Hi Everyone.
Recently faced with performance issues that I think to be interesting to set out in an article. In this article, we figure out how important to use correct struct
declaration and how it impacts to Dictionary
. Then we'll measure the speed of different realizations as well.
It's definitely stuck.
I have found a big stuck in very simple piece of code.
if (dictionary.TryGetValue(key, out var value)) { value.Left = key; } else { dictionary.Add(key, new Value { Right = key }); }
That code is executed about more than 1 million times in a loop and it takes about 3 min. It is extremely slow! We know that retrieving a value by using key is very fast, close to O(1), adding, of course, slower but it should not have hit the performance so much.
Lel's have look at the KEY definition first.
struct DoubleInt { public int First; public int Second; }
There is a definitely bad smell! As we know that the good practice is overwriting GetHashCode
and Equals
for custom struct. Why is it important? The long answer we can get from that absolutely best article Performance implications of default struct equality in C#.
Shortly, If struct does not have a custom implementation of Equals & GetHashCode
than default one is used from System.ValueType.
In that case, we have several issues:
- Possible boxing.
- Potential hash collisions.
- Default
GetHashCode
version just returns a hash code of a first non-null field.

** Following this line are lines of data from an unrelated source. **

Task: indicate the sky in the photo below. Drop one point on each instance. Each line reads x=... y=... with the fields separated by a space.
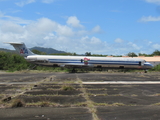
x=108 y=27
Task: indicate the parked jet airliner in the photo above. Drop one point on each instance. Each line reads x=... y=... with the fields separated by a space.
x=81 y=61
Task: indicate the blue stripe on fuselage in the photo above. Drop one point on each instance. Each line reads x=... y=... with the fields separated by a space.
x=94 y=61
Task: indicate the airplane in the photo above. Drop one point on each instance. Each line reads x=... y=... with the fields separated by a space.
x=81 y=61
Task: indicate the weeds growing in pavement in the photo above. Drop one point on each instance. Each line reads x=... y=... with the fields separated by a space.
x=18 y=103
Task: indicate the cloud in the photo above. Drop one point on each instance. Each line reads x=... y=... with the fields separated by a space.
x=74 y=22
x=153 y=1
x=118 y=40
x=149 y=19
x=45 y=32
x=17 y=20
x=24 y=2
x=156 y=46
x=96 y=29
x=47 y=1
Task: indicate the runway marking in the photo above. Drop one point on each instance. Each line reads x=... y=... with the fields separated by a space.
x=123 y=82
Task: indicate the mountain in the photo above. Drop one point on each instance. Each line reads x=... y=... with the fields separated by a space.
x=47 y=50
x=41 y=49
x=7 y=50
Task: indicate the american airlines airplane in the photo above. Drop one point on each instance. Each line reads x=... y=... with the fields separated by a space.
x=81 y=61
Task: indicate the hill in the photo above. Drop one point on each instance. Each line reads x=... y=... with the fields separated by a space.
x=47 y=50
x=41 y=49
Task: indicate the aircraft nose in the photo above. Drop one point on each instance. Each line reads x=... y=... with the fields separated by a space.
x=148 y=65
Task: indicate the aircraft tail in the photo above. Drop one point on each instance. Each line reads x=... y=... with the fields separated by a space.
x=21 y=49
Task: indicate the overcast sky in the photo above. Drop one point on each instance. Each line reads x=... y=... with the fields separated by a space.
x=111 y=27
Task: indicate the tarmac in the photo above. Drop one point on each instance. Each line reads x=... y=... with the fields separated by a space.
x=80 y=96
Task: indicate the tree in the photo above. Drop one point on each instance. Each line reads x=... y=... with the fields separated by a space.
x=88 y=54
x=156 y=52
x=131 y=54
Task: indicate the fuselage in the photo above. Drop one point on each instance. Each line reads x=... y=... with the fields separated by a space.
x=88 y=61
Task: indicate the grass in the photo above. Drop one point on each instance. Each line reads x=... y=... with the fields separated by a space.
x=67 y=88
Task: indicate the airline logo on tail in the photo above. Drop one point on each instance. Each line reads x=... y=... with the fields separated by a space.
x=23 y=51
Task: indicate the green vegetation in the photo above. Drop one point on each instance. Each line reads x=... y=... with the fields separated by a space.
x=13 y=62
x=67 y=88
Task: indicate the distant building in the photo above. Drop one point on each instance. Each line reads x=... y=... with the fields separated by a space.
x=155 y=60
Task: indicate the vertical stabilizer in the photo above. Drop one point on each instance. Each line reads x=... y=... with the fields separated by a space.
x=21 y=49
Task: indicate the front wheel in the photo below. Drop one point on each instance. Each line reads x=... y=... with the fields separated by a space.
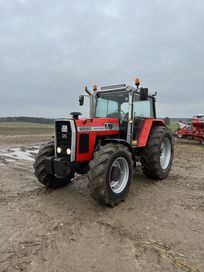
x=110 y=174
x=158 y=155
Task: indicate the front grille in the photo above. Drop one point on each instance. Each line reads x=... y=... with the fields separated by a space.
x=63 y=137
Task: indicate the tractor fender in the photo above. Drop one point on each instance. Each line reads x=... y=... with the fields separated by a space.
x=146 y=130
x=120 y=141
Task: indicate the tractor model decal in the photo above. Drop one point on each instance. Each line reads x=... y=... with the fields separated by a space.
x=107 y=126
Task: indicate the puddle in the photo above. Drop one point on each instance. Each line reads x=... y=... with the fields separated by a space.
x=19 y=153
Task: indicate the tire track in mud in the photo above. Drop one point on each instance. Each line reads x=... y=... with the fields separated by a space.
x=20 y=255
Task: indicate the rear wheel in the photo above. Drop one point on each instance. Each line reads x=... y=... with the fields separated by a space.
x=158 y=155
x=110 y=174
x=49 y=180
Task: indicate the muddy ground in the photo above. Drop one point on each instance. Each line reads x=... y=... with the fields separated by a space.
x=160 y=226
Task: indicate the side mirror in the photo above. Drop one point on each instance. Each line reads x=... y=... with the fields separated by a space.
x=81 y=100
x=143 y=94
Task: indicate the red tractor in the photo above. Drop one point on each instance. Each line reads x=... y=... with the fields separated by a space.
x=194 y=131
x=122 y=130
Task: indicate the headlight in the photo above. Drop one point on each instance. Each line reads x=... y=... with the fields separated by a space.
x=68 y=151
x=59 y=150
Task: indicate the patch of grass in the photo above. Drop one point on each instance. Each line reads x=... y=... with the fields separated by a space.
x=24 y=128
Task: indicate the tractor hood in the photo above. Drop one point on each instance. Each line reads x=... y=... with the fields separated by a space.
x=97 y=124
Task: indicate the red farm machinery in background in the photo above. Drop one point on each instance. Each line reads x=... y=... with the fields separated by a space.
x=194 y=131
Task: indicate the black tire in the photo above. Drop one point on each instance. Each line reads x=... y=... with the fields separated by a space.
x=49 y=180
x=101 y=171
x=153 y=166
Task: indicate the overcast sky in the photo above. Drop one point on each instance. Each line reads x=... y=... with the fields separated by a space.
x=49 y=50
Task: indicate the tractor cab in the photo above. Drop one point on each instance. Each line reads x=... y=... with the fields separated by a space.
x=131 y=106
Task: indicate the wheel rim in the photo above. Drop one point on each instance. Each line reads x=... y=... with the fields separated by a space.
x=165 y=153
x=119 y=175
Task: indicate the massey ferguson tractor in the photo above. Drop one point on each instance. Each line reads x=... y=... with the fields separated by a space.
x=122 y=129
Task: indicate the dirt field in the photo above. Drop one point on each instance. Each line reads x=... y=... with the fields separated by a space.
x=160 y=226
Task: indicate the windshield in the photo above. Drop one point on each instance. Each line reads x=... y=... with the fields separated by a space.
x=112 y=105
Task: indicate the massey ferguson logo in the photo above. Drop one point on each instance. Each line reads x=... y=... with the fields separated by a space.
x=109 y=126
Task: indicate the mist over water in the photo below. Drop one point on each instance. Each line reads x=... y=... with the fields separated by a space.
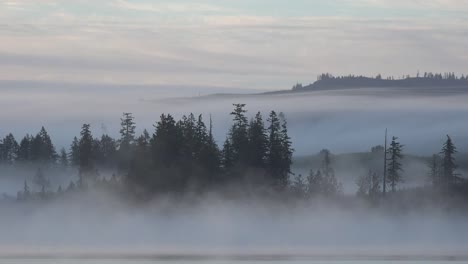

We can guess they directly make impact on Dictionary. If we carefully look at MSDN.
We find the note:
The speed of retrieval depends on the quality of the hashing algorithm of the type specified for TKey.
In the perfect case, each item should have a unique hash code. But if it is not! We get a hash collision and as a result, performance degradation.
Another article in MSDN about GetHashCode explain that performance directly depend on a hash function.
Providing a good hash function on a class can significantly affect the performance of adding those objects to a hash table. In a hash table with keys that provide a good implementation of a hash function, searching for an element takes constant time (for example, an O(1) operation). In a hash table with a poor implementation of a hash function, the performance of a search depends on the number of items in the hash table (for example, an O(n) operation, where n is the number of items in the hash table).
All the above mentioned prove that GetHashCode
implementation is very important for Dictionary Key.
Gonna refactor! GetHashCode & Equals
This is our test method for measuring.
struct DoubleInt { public int First; public int Second; } class Value { public DoubleInt Left; public DoubleInt Right; }
var dictionary = new Dictionary<DoubleInt, Value>(); for (var i = 0; i < 1_000_000; i++) { var key = testData[i]; if (dictionary.TryGetValue(key, out var value)) { value.Left = key; } else { dictionary.Add(key, new Value { Right = key }); } }
testData
contains 500 000 unique items that are duplicated one time to guarantee to handle both conditions of TryGetValue
. Items are randomly sorted to imitate real use case :)
Let's implement GetHashCode & Equals
for the struct above and measure speed.
First try
I override GetHashCode & Equals
functions using Visual Studio code generation.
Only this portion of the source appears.